Entrare dunque nel mondo zingaresco di Kowli Vâr, primo album del Toranj Quartet, è in realtà un viaggio affascinante attraverso una vasta area geografica da noi ancor oggi molto poco frequentata e conosciuta, cosicché per gli oltre quaranta minuti che compongono quest’album suddiviso in nove brani siamo immersi nel sublime variegato ambiente della poesia musicale persiana e vediamo alternarsi composizioni della tradizione anatolica con quelle della regione nord-orientale iraniana del Khorasan, più le i sapienti episodi originali che millimetricamente spostano in alto l’asticella della tradizione verso una sensibilità contemporanea condivisa da ascoltatori di ogni latitudine.

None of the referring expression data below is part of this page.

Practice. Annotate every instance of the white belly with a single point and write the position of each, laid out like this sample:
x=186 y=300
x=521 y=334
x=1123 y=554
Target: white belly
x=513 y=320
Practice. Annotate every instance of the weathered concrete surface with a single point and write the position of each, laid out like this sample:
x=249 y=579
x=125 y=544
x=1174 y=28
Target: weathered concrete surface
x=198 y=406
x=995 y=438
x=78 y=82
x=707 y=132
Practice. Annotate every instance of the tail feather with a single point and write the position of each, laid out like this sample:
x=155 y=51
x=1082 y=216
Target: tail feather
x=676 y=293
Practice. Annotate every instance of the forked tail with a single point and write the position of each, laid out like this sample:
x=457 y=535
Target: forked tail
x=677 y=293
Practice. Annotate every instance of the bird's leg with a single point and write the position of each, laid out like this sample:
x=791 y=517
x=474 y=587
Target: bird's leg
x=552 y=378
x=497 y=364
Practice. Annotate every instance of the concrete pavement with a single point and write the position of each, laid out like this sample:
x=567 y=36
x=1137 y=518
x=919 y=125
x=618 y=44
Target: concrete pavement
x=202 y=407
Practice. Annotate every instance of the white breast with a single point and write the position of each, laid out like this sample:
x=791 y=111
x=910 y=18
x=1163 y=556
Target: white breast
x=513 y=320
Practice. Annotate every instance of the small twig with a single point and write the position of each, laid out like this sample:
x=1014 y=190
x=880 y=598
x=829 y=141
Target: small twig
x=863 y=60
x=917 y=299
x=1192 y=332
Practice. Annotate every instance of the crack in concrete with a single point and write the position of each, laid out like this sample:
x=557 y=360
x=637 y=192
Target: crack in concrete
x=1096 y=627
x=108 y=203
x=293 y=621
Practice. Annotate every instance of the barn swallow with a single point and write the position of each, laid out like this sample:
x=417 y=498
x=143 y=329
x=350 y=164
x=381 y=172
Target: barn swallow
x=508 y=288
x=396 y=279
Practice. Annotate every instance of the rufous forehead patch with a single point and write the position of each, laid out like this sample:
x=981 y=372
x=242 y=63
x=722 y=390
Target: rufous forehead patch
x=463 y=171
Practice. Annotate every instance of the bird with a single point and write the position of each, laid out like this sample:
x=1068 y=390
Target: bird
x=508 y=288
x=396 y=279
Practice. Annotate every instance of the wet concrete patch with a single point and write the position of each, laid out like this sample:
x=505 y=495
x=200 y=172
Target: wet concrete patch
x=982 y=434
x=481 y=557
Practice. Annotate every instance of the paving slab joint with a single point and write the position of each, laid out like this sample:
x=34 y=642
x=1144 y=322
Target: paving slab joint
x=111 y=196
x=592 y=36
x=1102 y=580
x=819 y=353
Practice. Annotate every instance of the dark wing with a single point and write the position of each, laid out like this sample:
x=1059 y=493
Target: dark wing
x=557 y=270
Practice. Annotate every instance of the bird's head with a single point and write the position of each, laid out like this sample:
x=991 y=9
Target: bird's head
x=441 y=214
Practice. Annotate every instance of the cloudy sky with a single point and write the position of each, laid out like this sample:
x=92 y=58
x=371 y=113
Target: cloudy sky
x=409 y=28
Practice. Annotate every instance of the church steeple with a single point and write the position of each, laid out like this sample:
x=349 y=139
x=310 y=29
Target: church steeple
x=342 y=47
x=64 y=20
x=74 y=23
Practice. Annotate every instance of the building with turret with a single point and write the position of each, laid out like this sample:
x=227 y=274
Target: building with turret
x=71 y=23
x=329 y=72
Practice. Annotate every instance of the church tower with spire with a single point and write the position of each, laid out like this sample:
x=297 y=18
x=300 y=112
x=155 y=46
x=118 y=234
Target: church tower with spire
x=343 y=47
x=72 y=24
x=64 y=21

Come sottolinea Paolo Modugno, “studiando etnomusicologia si comprende il concetto di tradizione e tradimento, dato che la trasmissione orale/aurale si trasforma costantemente nel tempo con apporti successivi, alterazioni necessarie per non scomparire, per non morire”. Ospiti dell’album sono la cantante Petra Nachtmanova, splendida interprete della tradizione musicale anatolica, Ufuk Elik al baglama, Homâyoun Nasirì al bendir e Beppe Frana, virtuoso dell’oud oltre che profondo conoscitore e divulgatore della musica ottomana. Prodotto e registrato nei romani Studi O.A.S.I. diretti da Paolo Modugno, Kowli Vâr si rivela un incantatorio scrigno sonoro di bellezza senza tempo né confini.
Violoncelli Itineranti
Tre violoncelli ed una voce in un curioso dialogo fatto di raffinate orchestrazioni ed un pizzico di improvvisazione. I Violoncelli Itineranti sono una formazione interamente femminileche rappresenta la minoranza slovena nello Stato italiano.
Un’inedita commistione fra la musica da camera e la poesia slovena contemporanea. “Sonce ljubo” è il titolo del loro primo album di recente pubblicazione.